Software engineers call this process unit testing.
The only difference between data scientist and software engineer testing is that the former deletes the temporary test and moves on. Instead of deleting the test, you should save it and always run the test before the code is pushed to make sure nothing is broken.
To get started testing with Python, I use pytest. With pytest you can easily create tests and run them all at once to see if they pass. A simple way is to create a directory called “tests” and put Python files starting with “test” in that directory. For example, you can use “test_addition.py” like this:
# content of test_addition.py
def add(x, y):
return x + y
assert add(3, 2) == 5
if any condition is not met .
Typically, you would write the actual function in a separate Python file and import it into your test module. Also, you probably don’t need to test additional Python code like this, but I wanted to show a very simple example (so I did).
These test modules can store all the “sanity checks” of your functions. In general, it is good practice to test edge cases and potential error cases as well as normal cases.
Conducting code reviews
Finally, top of the list of things to do to write better code is code review.
A code review is having another person familiar with writing code in the domain you work on review your code before submitting it to the main branch. This step ensures that best practices are followed and hopefully catches bad code and bugs.
The code reviewer should preferably be someone who can write code as well as you, but even having someone less experienced than you review your code can be very beneficial.
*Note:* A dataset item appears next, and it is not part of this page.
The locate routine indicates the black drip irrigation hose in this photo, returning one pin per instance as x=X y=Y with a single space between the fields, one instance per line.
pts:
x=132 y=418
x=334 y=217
It’s human nature to be lazy, and that laziness can creep into your code. Knowing that someone will review your code is also a great incentive to spend time writing good code. Code review is also the best code improvement method I’ve found. Having an experienced colleague review your code and give suggestions for improvement is invaluable.
Try to keep the amount of new code small to make it easier for people reviewing your code. Small, frequent code reviews work well. A huge amount of code review that you do only occasionally is the worst. No one wants to be sent 1,000 lines of code to be reviewed. Such reviews tend to give poor feedback because they don’t take the time needed to understand a lot of code at once.
10 lines of code (reviews) = 10 issues (pointed out)
500 lines of code (review) = “looks good”
The real intention of the above tweet is that a 10-line code review can examine the code in detail and point out minor problems, but a 500-line code review will not require reviewers to spend much effort on code review, so they will not examine the code. It is that the crude result of “somewhat good” is returned to
Coding level up
I hope this article inspires you to take the time to learn how to write better code. Getting good at coding is never difficult, but it does take time and effort to get good at it.
If you follow the five suggestions above, you should see a huge improvement in the quality of your code.